Just to the right of Silson Lane, but approached by a long private drive and thus hidden from view, is Woodlands House, another large old house (converted into apartments in the 1960s) where Joseph Denby of Tong Park lived for a time (see Railway Walk). Built in 1899 in a similar style to Roundwood Grange (see Kirklands Walk) the house and its lodge are now Grade II listed. It was built for George Ambler, of Jeremiah Ambler and Sons (Bradford), who moved to Woodlands from Kirklands House with two sisters, Harriet and Sarah (see Kirklands Walk). In the 1960s land was sold off and houses built in the large grounds.

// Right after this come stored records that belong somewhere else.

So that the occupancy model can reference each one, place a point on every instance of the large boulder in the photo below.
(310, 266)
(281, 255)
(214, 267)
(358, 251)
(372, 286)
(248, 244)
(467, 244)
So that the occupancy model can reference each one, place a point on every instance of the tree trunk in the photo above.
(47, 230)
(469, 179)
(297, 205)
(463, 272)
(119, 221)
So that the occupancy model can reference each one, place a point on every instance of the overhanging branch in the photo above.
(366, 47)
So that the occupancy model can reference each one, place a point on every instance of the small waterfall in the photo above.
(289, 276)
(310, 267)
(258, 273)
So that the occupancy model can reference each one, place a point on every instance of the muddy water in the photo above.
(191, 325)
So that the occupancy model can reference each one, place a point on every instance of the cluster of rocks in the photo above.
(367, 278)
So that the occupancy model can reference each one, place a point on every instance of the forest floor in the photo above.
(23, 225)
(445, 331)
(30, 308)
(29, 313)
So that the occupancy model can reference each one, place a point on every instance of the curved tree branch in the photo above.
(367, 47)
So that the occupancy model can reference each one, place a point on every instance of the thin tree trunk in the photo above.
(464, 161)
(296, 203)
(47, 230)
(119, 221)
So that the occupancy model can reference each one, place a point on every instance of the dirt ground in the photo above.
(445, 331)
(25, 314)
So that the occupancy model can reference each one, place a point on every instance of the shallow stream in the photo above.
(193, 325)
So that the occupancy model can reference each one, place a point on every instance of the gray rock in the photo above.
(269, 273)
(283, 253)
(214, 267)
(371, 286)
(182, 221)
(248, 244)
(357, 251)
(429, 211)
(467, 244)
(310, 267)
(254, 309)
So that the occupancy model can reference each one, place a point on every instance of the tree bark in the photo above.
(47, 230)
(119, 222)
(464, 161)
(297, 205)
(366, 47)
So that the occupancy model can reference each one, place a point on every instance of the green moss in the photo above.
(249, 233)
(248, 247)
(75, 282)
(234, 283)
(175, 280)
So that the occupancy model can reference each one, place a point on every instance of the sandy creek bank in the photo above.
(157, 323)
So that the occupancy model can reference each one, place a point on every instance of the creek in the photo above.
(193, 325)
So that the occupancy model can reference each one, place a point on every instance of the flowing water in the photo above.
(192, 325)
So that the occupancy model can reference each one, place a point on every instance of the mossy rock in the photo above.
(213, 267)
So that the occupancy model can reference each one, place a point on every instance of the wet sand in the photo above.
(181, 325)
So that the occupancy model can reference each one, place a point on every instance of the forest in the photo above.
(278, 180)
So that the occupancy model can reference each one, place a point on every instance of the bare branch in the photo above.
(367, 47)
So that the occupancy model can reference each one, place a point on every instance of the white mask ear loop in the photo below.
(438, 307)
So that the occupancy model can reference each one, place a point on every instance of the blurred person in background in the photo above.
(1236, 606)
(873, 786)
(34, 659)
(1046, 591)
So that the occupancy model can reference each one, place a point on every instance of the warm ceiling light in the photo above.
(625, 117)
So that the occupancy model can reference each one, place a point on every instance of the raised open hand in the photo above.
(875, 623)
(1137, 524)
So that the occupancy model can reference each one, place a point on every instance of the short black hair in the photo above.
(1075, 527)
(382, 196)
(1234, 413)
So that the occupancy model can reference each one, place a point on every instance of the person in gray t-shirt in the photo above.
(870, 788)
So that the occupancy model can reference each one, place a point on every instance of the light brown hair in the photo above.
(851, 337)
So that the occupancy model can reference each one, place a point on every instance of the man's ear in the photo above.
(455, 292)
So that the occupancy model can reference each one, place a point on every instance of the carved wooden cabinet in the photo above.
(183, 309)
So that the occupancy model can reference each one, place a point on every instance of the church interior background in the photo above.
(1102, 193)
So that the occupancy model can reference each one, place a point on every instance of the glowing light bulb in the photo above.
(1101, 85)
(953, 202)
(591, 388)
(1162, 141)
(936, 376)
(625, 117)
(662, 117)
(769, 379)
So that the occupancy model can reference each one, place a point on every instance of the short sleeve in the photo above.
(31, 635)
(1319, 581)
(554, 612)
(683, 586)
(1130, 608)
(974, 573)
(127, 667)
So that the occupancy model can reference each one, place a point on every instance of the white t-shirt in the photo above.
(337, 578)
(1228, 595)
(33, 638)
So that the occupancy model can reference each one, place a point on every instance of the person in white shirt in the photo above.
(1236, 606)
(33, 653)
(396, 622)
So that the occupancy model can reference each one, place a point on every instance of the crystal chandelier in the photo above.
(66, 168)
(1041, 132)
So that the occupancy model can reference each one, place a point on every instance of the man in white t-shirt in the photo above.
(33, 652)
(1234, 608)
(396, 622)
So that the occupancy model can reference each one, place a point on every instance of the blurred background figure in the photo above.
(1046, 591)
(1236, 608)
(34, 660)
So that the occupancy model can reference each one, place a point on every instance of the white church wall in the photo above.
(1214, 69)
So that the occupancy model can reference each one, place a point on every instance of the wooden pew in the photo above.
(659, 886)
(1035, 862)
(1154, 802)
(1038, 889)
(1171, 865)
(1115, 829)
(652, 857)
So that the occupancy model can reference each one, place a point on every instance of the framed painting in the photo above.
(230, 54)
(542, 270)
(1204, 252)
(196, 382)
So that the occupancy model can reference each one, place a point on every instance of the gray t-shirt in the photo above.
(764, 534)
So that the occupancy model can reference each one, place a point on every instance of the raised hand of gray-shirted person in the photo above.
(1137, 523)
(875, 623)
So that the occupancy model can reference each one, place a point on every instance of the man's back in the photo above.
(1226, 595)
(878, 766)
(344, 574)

To return to Brook Hill Stores where this walk began, retrace your steps along Station Road (crossing where you have to, because the pavement changes sides), passing the top of Kirklands Road.
Detour for distant view of Langley House
For those willing to make a small detour for a fine view of Langley House, walk back down Kirklands Road and cross the stone railway bridge (be careful; there is no pavement). Walk across the end of Kirklands Lane and up the steep little hill which curves up and round on Park Mount Avenue. From the top looking back you will have a magnificent view in the distance on your right of the very large white Langley House. It is floodlit at night.
Retrace your steps up Kirklands Road to Brook Hill Stores where this walk began. (Alternatively, to reach the station from here, recross the railway bridge and turn right into a snicket by some flats. Continue round these and turn left along Ridgewood Close, parallel to the railway line which you will see on your right. Continue to the station car park and the platform.)
Note about distances
Distances quoted were measured from Google maps using their distance measuring tool. The figures should be regarded as approximate and very much a minimum because you will undoubtedly walk farther, looking at this and that.